The Survivors: From depths of Auschwitz to height of computer industry

Jack Tramiel has a bottom line: "Even if you came out from hell, you can still make it."

Tramiel, founder and former president of Commodore International Ltd. and former chairman of Atari, knows about hell.

The native of Lodz, Poland, survived a crowded ghetto, then Auschwitz and a forced-labor camp in Germany from which only about 60 out of 10,000 inmates emerged alive.

At the camp, the teenage Tramiel watched his father die after guards injected gasoline into his veins to quicken his demise. The Nazis forced Tramiel and his fellow prisoners to dig their own graves; miraculously, the war ended just in time to save them from the pit. Upon being liberated, Tramiel weighed about 70 pounds.

Like a number of survivors whose stories are being told this week during Yom HaShoah commemorations, Tramiel went on not only to re-establish his life but also to thrive. He built a formidable reputation for himself as an ambitious, tough-minded leader in the consumer electronics industry. At Commodore's peak, before Tramiel left in 1984, the now-defunct company was a leading player in the personal computer revolution, surpassing its competition in technical acumen and sales.

"I like to go forward, not backward," says the 69-year-old survivor, now a semi-retired resident of Monte Sereno, near San Jose. A father of three sons, he says, "The most important thing to me was to succeed, to build a new life."

Build a new life he did. Shortly after arriving in this country in 1947, Tramiel (pronounced truh-MEEL) joined the Army — in part, he says, to give back to an institution whose members risked their lives to liberate him and others like him.

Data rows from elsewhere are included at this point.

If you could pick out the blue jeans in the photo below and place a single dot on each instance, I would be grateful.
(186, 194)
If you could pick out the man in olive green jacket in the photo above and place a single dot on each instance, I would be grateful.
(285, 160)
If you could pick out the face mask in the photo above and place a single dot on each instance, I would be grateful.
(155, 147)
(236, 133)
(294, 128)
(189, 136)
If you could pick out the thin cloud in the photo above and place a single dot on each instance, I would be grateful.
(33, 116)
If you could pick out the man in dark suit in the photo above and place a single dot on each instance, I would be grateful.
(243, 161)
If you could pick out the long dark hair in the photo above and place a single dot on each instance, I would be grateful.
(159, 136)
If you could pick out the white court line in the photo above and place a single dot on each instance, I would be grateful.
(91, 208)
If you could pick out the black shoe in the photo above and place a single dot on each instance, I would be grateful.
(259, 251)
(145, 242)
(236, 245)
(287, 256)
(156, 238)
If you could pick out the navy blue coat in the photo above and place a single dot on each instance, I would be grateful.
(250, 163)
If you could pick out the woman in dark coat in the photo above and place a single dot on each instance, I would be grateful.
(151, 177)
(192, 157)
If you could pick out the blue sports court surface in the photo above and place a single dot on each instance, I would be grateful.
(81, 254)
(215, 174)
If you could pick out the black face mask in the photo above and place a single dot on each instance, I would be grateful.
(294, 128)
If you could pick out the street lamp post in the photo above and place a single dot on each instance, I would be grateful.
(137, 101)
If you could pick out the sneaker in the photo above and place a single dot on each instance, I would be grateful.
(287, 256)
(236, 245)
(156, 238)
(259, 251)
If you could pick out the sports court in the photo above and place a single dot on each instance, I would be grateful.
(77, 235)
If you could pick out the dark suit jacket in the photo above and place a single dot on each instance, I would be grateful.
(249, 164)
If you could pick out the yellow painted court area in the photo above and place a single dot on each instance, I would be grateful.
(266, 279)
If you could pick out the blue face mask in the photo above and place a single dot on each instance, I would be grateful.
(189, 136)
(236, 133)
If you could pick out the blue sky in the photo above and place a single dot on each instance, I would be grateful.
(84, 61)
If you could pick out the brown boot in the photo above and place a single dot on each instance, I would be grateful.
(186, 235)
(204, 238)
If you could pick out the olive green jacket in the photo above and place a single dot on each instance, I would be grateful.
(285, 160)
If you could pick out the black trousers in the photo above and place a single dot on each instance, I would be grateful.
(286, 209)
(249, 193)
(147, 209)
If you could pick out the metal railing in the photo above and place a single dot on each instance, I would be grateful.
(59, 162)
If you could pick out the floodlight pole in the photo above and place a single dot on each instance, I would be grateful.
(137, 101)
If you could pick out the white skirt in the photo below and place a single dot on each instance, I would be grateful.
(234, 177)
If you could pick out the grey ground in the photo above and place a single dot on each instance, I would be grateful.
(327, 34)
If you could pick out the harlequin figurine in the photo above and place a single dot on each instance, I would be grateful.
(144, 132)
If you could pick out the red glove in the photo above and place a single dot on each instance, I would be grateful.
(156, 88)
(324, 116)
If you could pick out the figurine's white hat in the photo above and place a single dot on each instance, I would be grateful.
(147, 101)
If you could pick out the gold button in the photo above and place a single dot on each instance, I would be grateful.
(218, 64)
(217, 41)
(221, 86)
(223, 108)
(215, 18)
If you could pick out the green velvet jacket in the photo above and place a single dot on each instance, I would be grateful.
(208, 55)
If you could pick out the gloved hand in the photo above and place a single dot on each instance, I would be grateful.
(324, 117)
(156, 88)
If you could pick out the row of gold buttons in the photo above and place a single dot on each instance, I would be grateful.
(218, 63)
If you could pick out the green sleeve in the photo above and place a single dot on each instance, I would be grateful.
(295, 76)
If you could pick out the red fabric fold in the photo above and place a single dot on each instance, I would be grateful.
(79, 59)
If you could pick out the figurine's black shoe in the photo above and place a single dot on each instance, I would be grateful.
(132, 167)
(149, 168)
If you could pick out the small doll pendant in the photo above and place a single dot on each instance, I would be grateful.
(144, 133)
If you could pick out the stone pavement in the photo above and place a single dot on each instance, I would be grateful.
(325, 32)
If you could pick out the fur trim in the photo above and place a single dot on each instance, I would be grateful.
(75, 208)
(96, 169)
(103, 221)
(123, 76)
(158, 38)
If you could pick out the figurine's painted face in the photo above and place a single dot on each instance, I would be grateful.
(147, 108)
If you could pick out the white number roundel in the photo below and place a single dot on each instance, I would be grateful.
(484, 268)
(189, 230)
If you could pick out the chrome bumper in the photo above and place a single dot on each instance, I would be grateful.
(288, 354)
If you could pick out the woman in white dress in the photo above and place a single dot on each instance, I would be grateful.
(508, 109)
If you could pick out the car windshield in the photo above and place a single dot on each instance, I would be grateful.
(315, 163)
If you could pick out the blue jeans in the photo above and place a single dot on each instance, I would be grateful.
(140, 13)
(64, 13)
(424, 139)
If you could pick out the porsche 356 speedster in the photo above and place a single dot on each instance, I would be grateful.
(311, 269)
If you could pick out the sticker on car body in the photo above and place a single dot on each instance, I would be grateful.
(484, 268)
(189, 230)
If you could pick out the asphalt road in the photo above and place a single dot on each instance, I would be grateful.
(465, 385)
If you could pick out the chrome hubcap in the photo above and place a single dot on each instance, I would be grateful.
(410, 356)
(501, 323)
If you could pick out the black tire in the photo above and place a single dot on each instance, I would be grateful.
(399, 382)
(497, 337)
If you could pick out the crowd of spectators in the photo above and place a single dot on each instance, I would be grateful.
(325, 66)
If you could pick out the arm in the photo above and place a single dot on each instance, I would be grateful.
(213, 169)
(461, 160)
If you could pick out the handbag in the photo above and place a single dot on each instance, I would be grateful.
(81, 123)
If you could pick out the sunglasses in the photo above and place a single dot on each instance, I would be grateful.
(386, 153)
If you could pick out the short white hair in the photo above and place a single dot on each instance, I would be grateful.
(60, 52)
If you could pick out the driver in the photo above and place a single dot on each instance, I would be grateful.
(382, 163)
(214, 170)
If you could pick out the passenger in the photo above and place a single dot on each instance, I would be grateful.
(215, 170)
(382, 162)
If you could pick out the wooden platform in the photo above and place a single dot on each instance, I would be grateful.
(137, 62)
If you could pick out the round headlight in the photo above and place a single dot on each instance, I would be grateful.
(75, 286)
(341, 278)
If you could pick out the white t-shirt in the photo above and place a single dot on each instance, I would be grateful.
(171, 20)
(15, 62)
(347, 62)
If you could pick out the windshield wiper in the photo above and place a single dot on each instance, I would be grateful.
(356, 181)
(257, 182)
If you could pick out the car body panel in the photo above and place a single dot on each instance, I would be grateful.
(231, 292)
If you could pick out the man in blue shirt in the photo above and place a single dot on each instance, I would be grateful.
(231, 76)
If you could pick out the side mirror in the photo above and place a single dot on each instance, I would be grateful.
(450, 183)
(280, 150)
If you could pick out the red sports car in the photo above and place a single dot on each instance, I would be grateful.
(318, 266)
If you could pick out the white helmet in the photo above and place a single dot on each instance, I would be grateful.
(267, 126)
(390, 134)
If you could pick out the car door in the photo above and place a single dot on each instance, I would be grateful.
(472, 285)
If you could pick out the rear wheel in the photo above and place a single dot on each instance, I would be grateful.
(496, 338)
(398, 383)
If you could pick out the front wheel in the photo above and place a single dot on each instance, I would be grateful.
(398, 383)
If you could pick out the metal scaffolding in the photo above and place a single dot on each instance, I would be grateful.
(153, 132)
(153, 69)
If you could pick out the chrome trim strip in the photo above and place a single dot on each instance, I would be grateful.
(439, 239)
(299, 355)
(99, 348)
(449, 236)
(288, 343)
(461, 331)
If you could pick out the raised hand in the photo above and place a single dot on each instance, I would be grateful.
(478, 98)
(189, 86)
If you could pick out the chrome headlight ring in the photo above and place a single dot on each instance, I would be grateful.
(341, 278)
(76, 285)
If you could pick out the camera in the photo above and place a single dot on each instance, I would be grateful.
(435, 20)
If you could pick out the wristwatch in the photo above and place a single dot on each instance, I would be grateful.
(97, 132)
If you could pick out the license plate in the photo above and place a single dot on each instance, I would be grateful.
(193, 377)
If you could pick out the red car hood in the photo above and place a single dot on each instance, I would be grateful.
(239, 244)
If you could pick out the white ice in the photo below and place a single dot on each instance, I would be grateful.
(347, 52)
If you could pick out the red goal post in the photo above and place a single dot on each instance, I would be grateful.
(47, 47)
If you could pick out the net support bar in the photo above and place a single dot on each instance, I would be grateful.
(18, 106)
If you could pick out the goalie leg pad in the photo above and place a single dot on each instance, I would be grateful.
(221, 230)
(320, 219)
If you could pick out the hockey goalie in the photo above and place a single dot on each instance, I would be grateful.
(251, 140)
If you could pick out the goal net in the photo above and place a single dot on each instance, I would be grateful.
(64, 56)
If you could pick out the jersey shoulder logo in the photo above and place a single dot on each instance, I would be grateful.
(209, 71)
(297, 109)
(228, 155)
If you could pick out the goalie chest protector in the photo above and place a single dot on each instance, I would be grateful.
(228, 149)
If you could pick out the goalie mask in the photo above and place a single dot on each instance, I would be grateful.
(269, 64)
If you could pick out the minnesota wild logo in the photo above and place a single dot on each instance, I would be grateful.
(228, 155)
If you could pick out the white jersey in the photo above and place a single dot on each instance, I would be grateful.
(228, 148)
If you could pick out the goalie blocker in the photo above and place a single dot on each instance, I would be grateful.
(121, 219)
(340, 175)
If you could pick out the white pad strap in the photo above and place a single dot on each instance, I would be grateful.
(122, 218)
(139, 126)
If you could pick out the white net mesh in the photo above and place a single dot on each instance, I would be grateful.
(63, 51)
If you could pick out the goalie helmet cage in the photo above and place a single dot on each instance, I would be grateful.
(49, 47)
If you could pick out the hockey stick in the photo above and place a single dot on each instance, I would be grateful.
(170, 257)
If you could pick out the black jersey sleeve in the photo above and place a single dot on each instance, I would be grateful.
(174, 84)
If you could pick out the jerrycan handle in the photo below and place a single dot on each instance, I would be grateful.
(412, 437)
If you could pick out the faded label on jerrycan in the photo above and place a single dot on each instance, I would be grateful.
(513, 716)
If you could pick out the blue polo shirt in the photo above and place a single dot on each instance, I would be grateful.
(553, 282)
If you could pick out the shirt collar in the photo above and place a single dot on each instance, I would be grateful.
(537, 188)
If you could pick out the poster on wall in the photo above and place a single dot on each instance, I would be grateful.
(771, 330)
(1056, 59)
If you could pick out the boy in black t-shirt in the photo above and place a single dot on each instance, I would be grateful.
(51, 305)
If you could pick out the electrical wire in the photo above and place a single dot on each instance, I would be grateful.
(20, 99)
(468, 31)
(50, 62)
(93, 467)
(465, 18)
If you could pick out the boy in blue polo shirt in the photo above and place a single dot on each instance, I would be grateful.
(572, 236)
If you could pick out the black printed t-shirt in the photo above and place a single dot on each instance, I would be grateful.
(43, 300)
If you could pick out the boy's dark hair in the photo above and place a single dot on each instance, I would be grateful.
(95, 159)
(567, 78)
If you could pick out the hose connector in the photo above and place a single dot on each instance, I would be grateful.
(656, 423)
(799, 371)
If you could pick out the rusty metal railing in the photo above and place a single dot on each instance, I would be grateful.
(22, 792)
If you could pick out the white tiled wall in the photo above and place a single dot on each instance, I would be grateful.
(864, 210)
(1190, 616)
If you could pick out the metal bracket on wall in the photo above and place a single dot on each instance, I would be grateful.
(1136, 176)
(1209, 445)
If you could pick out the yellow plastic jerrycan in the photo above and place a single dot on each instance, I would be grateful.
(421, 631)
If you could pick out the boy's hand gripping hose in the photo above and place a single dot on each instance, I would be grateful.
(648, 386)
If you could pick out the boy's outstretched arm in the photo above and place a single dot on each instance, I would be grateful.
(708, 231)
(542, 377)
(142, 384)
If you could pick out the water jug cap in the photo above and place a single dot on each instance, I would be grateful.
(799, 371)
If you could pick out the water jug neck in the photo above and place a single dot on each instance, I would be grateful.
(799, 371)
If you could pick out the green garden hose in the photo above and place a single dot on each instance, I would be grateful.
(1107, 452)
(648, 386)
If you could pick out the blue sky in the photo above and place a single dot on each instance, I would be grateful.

Stationed in New York City, he was trained to repair typewriters. After completing his service, he put that knowledge to use, setting up his own small typewriter repair and sales shop in the Bronx, and driving a cab on the side to make ends meet.

Over time, the determined survivor with a fifth-grade education transformed his typewriter business into a manufacturer of electronics products. Commodore, as the company became known, adopted Tramiel's motto: "Computers for the masses, not the classes." In 1977, the company unveiled the Personal Electronic Transactor, a personal computer known as PET.

Believing that the broad knowledge available through computers can help prevent mistakes of the past, Tramiel tapped Germany as his first marketing venue for PET outside the United States.

Traveling there often to introduce the product to prospective buyers, he told his mostly young audiences what he believed to be as important as the nuts and bolts of hard drives: That the computer whiz standing before them had survived the Holocaust.

"They wanted to know more about it — where I was, what happened, was it all true?" recalls Tramiel, who lost countless relatives during the war. "I went directly to the front lines."

Over the next several years, Tramiel would return to the front lines again and again. As chairman of the board of Atari — which he bought after leaving Commodore — he often traveled to Germany for trade shows, sometimes staying near Hanover, where he had once been imprisoned.

"I always separated business from my personal life," Tramiel insists.

Then came 1985 and former President Ronald Reagan's controversial visit to the cemetery in Bitburg, Germany, where Nazi SS storm troopers are buried. In the country for business at the time, Tramiel rebelled against Reagan's action by insisting that an industry press conference be held at the site where Tramiel nearly lost his life decades earlier.

"If a man like the president of the United States does not realize what the Germans did, especially the SS…it was shocking what kind of world we live in, that we do not learn from the past," he says.

In his own way, Tramiel has made it his mission to ensure the world learns from history. He and his wife Helen, a survivor of Bergen-Belsen, support the U.S. Holocaust Memorial Museum in Washington, D.C., among other causes. Several times a year, Tramiel speaks publicly about his experiences.

"I promised some of the people who were dying that I will remember," he says.

Leslie Katz

Leslie Katz is a former J. staff writer.